L’option d’une opération militaire américaine « sur la table »

Ces moteurs pour fusées pouvant facilement être adaptés pour propulser des missiles, de nombreux observateurs pensent que le programme nord-coréen en matière de lanceurs de satellites n’est qu’une feuille de vigne cachant la réalité, c’est-à-dire les tests dans le domaine militaire.

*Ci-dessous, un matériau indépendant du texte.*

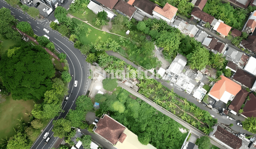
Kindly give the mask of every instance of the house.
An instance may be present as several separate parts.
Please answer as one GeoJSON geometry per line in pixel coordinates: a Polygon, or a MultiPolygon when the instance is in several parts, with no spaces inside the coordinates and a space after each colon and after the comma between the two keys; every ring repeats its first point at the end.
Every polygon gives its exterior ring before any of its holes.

Avant de mettre le pied en Chine, Rex Tillerson était passé par le Japon et la Corée du Sud. Dans le cadre de cette tournée en Asie, le chef de la diplomatie américaine a notamment insisté sur le fait que les Etats-Unis n’allaient plus suivre la politique de « patience stratégique » mise précédemment en œuvre par Washington envers le régime de Pyongyang, politique qui selon lui a échoué. A ce sujet, il a souligné qu’une opération militaire américaine était notamment « une option sur la table ».

Un nouveau test pendant la visite de Xi Jinping aux Etats-Unis ?

Le dernier test d’une fusée lanceuse de satellites par la Corée du Nord avait eu lieu en septembre 2016, test là aussi réalisé en la présence de Kim Jong-un. Le leader de Pyongyang avait alors plaidé pour que son pays « puisse disposer de satellites géostationnaires d’ici deux ans ».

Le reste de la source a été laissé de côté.